Medicaid and Medicare.

            Medicaid is a program that is jointly funded by the State and Federal government. It provides health care coverage to children, pregnant women, disabled persons, and low-income adults. Primary services that Medicaid funds are hospitals, physicians, and long-term care. Other additional coverages include medical equipment, transportation, family planning, drugs, and laboratory tests. Medicaid is commonly called the Medical Assistance Program in the State of Illinois.

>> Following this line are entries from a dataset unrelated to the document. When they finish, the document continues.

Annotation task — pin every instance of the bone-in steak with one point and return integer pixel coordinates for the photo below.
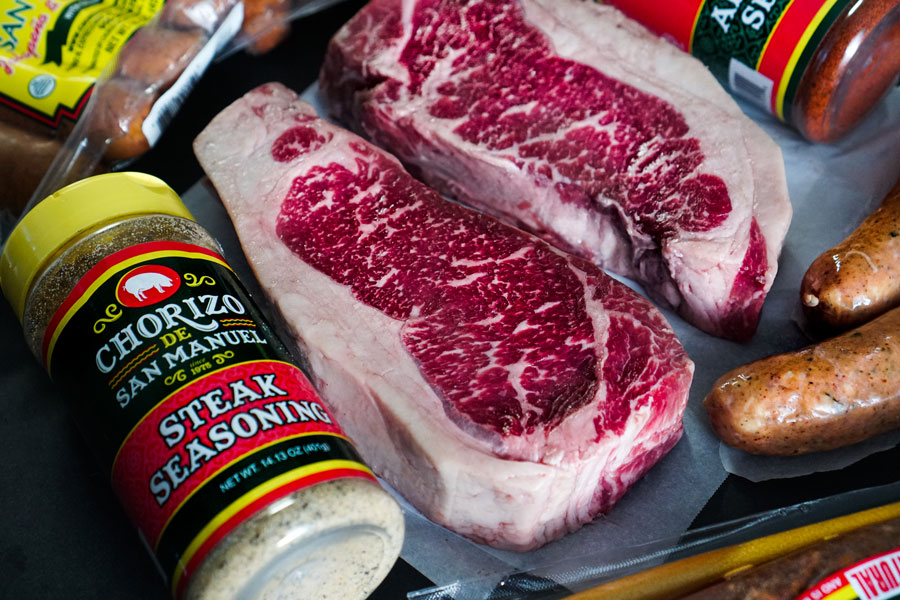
(510, 391)
(566, 118)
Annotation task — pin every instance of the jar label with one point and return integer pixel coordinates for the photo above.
(182, 389)
(52, 51)
(760, 47)
(876, 578)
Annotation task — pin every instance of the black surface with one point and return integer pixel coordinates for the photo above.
(52, 547)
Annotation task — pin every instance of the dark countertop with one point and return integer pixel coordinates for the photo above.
(62, 533)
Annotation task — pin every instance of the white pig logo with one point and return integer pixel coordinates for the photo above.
(144, 282)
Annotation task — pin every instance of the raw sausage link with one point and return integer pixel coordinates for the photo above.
(827, 395)
(858, 279)
(787, 577)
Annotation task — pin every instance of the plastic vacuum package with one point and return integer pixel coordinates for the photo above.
(88, 85)
(578, 573)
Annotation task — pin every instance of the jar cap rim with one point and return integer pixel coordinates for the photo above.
(61, 216)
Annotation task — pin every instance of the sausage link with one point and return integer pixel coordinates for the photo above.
(119, 111)
(858, 279)
(827, 395)
(786, 578)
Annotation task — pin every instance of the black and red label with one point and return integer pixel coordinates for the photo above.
(182, 389)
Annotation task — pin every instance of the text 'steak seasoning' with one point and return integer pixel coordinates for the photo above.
(819, 65)
(231, 467)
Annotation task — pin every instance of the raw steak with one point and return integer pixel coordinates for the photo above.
(508, 390)
(566, 118)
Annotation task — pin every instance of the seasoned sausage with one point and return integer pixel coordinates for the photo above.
(265, 23)
(827, 395)
(787, 577)
(156, 56)
(859, 278)
(188, 14)
(117, 115)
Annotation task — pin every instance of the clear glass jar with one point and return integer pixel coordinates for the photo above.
(224, 457)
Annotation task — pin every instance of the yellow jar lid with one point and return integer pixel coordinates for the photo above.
(49, 226)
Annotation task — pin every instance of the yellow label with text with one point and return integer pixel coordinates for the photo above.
(52, 51)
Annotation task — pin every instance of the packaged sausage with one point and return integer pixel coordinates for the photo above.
(819, 65)
(863, 564)
(231, 467)
(88, 85)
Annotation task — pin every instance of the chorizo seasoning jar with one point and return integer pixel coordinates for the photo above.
(819, 65)
(231, 467)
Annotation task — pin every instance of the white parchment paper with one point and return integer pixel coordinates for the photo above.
(832, 189)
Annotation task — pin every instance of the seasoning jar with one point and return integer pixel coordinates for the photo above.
(231, 467)
(819, 65)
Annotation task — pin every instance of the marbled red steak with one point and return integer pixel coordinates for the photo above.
(565, 118)
(510, 391)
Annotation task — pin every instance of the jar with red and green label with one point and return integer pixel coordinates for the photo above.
(231, 467)
(819, 65)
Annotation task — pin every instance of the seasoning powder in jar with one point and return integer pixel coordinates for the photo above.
(819, 65)
(231, 467)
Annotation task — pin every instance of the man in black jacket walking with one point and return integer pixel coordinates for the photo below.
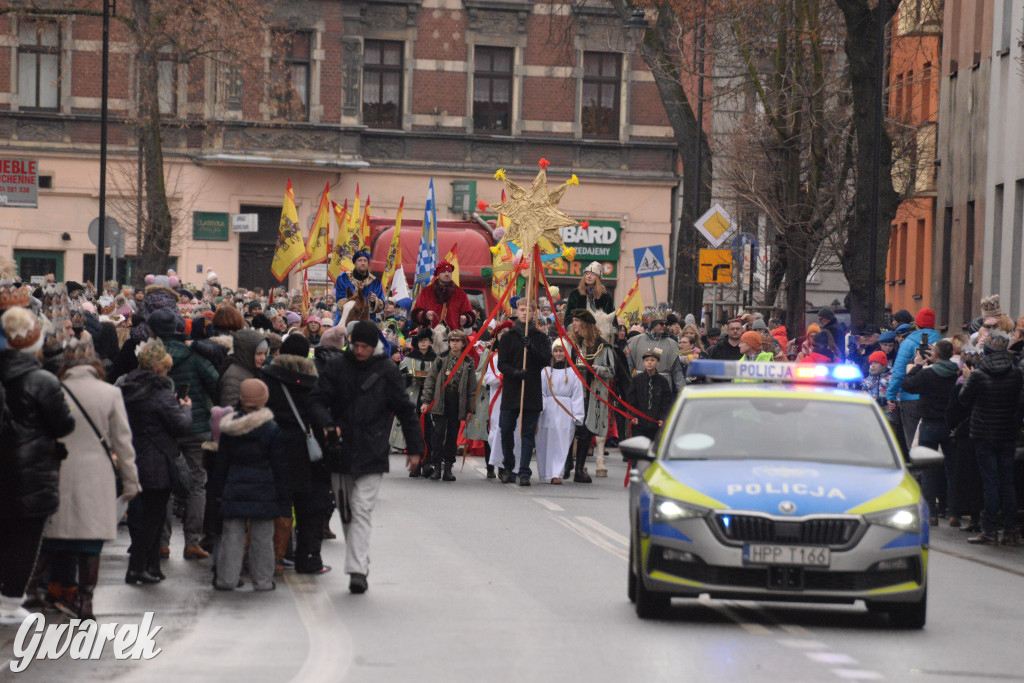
(354, 399)
(934, 378)
(992, 390)
(521, 387)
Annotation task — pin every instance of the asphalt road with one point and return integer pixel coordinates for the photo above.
(475, 581)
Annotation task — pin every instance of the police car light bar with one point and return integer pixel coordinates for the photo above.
(815, 373)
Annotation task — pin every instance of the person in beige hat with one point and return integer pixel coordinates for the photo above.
(251, 463)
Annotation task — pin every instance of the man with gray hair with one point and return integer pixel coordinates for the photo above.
(993, 392)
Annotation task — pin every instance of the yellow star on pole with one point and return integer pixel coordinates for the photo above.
(534, 213)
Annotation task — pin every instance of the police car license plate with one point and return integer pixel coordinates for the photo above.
(808, 556)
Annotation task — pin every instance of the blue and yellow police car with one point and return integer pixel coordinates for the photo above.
(779, 485)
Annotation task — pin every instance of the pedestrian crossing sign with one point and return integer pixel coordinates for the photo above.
(715, 224)
(649, 261)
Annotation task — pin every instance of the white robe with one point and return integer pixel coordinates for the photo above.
(556, 428)
(494, 380)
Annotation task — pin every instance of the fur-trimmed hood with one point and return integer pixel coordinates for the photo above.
(238, 424)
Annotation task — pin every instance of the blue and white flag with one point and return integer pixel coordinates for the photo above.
(426, 260)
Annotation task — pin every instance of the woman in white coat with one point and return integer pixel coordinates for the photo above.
(87, 515)
(493, 378)
(563, 412)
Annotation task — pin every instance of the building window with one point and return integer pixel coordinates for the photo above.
(230, 88)
(601, 80)
(493, 89)
(39, 65)
(382, 83)
(290, 75)
(167, 71)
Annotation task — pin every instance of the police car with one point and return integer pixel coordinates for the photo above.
(780, 485)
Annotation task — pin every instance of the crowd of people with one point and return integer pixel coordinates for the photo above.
(253, 416)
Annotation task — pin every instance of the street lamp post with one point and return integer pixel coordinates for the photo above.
(109, 8)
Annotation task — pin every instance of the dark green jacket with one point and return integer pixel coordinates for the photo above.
(201, 377)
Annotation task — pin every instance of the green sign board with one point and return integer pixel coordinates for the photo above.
(598, 242)
(211, 226)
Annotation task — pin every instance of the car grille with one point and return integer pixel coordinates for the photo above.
(806, 580)
(752, 528)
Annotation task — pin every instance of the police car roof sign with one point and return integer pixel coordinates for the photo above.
(775, 372)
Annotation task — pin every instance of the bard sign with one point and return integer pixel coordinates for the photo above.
(18, 182)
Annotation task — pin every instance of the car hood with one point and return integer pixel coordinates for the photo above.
(764, 485)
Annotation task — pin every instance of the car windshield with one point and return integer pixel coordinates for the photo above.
(780, 428)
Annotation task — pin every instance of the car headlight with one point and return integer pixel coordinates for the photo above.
(902, 519)
(667, 510)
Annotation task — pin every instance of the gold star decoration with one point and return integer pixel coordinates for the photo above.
(532, 214)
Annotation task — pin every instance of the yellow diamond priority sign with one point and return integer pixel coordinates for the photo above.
(716, 266)
(715, 224)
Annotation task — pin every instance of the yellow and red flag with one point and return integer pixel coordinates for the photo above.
(318, 242)
(632, 307)
(393, 252)
(337, 264)
(453, 258)
(291, 249)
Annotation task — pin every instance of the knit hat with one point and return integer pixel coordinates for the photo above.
(151, 354)
(334, 338)
(253, 394)
(902, 316)
(163, 322)
(295, 344)
(23, 330)
(990, 306)
(80, 350)
(925, 318)
(365, 332)
(752, 339)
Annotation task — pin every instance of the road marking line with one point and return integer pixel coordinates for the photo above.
(857, 674)
(611, 534)
(593, 538)
(802, 644)
(331, 648)
(829, 657)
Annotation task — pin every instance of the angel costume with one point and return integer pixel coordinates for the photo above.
(563, 411)
(494, 381)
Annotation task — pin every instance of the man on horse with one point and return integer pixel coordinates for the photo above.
(361, 281)
(442, 301)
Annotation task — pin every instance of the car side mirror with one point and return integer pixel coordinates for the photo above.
(637, 449)
(922, 457)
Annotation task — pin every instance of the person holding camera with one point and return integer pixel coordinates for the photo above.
(933, 376)
(354, 398)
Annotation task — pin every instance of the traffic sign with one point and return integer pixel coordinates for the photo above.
(649, 261)
(716, 266)
(715, 224)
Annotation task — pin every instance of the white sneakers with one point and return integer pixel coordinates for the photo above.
(11, 611)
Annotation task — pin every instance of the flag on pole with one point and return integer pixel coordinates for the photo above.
(393, 252)
(632, 307)
(453, 258)
(399, 286)
(291, 249)
(318, 242)
(426, 260)
(337, 264)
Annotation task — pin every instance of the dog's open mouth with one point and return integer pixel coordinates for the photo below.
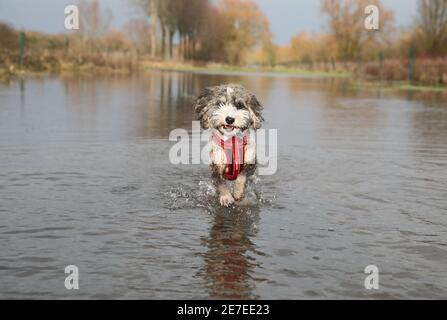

Various specifications must be met before a person is eligible for Illinois Medicaid. A person must be a resident of the State of Illinois. Furthermore, the person must be a United States citizen, permanent resident, or legal alien (Lawndale et al., 2018). The person must need insurance or health care assistance. The person’s income must be characterized as either low or very low income (Candon et al., 2018). Furthermore, the person must be in one of the prescribed populations. The prescribed population: pregnant women, people with a disability or whose family member has a disability, people responsible for a child aged 18 years and below, and persons aged 65 years and above.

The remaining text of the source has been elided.